Одну две он раздирает пополам, прочие швыряет целиком и либо сгребает их в кучу, либо грубо сработанной кочергой ворошит страницы тех, что никак не разгорятся.
Мистер Бартоломью поднимается, берет забытую на столе пачку бумаг и бросает вместе с остальными. Затем становится за спиной склонившегося к огню слуги. У камина сложены поленья. Дик берет пять или шесть, укладывает друг на дружку поверх горящих бумаг и вновь замирает. Мужчины взирают на это маленькое варварство точно так же, как только что глядели в глаза друг другу. По голым стенам мечутся густые дрожащие тени: куда свету свечей до пламени в камине. Мистер Бартоломью заглядывает в сундучок – не завалялось ли там что нибудь еще. Очевидно, сундучок пуст, и мистер Бартоломью закрывает крышку. Потом опять садится в кресло и ждет, когда завершится это непостижимое жертвоприношение, когда каждый клочок, каждый листок, каждая страница обратится в пепел.
Через несколько минут бумаги почти догорели. Дик поднимает глаза на господина, и на губах у него брезжит улыбка – улыбка человека, который знает, ради чего все это, и не скрывает радости. Не улыбка слуги – улыбка закадычного друга, сообщника: «Ну, вот и все. Теперь совсем другое дело, правда?» В ответ – загадочная улыбка хозяина. Они опять впиваются друг в друга глазами. Первым выходит из оцепенения мистер Бартоломью.

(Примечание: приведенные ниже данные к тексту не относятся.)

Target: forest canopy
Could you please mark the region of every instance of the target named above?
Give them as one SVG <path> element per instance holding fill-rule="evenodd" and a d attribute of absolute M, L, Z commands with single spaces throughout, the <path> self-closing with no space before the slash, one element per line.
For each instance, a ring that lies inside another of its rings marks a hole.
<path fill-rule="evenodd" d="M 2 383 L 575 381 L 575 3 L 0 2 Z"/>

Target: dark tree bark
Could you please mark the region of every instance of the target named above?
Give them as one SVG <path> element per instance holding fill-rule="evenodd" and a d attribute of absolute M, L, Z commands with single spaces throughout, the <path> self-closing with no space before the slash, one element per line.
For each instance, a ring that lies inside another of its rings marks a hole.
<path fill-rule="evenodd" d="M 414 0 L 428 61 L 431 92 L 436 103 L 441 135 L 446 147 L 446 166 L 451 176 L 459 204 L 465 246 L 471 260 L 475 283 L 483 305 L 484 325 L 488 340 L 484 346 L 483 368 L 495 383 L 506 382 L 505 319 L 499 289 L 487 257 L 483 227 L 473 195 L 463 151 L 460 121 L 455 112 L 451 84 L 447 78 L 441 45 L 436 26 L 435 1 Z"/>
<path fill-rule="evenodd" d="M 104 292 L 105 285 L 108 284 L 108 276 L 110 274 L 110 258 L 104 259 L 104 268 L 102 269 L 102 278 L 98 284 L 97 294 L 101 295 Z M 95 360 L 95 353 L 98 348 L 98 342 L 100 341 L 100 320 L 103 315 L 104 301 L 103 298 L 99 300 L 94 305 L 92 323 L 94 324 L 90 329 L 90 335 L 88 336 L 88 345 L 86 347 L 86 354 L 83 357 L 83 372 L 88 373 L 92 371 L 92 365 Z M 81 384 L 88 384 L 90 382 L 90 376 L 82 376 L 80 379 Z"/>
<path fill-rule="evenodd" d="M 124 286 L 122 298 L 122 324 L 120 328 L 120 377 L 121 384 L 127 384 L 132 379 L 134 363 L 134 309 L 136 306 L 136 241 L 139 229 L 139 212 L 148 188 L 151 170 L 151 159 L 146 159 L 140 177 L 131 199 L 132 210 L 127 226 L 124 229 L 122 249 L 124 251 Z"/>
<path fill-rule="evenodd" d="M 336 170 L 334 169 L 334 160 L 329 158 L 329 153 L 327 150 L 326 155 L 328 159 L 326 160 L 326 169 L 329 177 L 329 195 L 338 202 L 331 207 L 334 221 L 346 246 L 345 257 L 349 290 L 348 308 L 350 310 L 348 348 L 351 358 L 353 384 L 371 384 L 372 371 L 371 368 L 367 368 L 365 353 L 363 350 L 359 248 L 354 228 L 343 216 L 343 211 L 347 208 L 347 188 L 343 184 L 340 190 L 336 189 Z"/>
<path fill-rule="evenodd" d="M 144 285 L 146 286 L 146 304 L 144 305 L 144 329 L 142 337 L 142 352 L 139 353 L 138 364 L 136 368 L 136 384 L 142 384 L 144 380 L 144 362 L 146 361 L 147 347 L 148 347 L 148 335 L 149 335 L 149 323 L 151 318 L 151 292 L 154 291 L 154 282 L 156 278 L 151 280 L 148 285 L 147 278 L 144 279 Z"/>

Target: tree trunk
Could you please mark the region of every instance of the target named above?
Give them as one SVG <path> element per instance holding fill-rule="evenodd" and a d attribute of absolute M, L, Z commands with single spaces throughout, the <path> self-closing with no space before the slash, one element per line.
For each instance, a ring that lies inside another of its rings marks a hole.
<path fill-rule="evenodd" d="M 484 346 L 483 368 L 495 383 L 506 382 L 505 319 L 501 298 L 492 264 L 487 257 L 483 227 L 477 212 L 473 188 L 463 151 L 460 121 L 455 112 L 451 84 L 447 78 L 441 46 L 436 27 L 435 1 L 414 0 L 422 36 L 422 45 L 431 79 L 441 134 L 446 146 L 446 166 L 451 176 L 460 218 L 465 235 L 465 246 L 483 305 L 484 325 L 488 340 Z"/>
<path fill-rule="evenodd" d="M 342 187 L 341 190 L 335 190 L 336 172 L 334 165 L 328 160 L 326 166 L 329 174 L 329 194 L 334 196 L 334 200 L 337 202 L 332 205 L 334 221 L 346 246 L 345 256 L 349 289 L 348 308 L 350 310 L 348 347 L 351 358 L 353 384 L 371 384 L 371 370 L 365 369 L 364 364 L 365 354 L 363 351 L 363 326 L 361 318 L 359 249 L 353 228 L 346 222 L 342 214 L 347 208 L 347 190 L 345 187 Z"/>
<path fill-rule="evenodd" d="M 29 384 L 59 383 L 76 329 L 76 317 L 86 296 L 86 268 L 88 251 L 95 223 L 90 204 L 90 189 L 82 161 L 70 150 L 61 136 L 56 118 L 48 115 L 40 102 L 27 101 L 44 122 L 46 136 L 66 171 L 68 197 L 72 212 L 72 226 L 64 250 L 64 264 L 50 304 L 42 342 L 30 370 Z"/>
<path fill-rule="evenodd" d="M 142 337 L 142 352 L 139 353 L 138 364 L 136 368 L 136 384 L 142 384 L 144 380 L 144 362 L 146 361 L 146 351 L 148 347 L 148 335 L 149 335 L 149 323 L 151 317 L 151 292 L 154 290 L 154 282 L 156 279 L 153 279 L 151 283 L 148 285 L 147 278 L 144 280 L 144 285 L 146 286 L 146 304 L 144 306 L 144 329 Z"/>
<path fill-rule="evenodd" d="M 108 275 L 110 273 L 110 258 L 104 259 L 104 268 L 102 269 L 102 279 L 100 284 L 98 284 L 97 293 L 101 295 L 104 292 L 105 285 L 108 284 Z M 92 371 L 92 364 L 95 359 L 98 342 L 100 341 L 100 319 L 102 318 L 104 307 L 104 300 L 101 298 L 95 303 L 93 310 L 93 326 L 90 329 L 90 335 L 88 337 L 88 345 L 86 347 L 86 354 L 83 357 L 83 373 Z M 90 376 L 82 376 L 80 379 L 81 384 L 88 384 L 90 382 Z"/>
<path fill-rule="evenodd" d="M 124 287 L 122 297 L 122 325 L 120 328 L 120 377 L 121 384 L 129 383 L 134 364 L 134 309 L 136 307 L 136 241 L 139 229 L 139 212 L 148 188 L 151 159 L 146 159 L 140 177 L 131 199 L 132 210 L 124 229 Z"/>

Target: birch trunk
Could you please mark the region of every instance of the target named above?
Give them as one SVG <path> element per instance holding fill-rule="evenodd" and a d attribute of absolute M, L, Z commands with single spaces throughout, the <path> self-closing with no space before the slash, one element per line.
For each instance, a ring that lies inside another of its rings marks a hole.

Подняв левую руку, он соединяет большой и указательный пальцы и решительно сует в это колечко вытянутый палец другой руки, словно пронзает что то.
Дик подходит к длинной скамье у изножья кровати, берет эту скамью, переносит и ставит футах в десяти от теплящегося камина. Затем отдергивает полог кровати и, не оглянувшись на хозяина, удаляется.
Мистер Бартоломью задумчиво разглядывает огонь. Но вот дверь снова отворяется. На пороге – девушка из чердачной комнаты. Ее раскрашенное лицо серьезно, неулыбчиво. Присев в реверансе, она делает два три шага вперед.
За ее спиной вырастает Дик, он закрывает дверь и остается стоять у стены.
Мельком взглянув на них, мистер Бартоломью вновь отворачивается к огню; может показаться, что он раздосадован тем, что его отвлекают. Но взгляд его снова обращается на девушку. Он озирает ее с холодным любопытством, как зверушку: платье из дымчато розовой парчи, между полами – того же цвета юбка, спускающиеся чуть ниже локтя рукава с пышными кружевными манжетами, тугая шнуровка, превращающая торс в перевернутый конус, корсаж, в котором вишневый цвет перемежается с цветом слоновой кости, неестественный румянец, белый воздушный чепец с двумя длинными лентами. На шее у нее ожерелье из сердоликов цвета запекшейся крови. А все вместе не то чтобы некрасиво, а как то до боли несуразно: простота и изящество, испорченные манерностью и вычурами. Девушка в новом наряде кажется не краше, а даже зауряднее.
– Что же мне делать с тобой, Фанни? Отослать обратно к Клейборнихе и велеть, чтобы она тебя выпорола за непокорство?
Девушка стоит молча и неподвижно; ее, как видно, не удивило, что мистер Бартоломью называет ее Фанни, а не Луиза, как Фартинг.
– Не затем ли я тебя нанял, чтобы ты доставляла мне всяческие удовольствия?
– За тем, сэр.
– На всякий бы лад доставляла – и на французский, и на итальянский.
Явила бы все свои срамные ухватки.
Девушка молчит.
– Стыдливость пристала тебе не больше, чем навозной куче шелковый убор.
Сколько мужчин предавалось с тобой блуду за последние шесть месяцев?
– Не знаю, сэр.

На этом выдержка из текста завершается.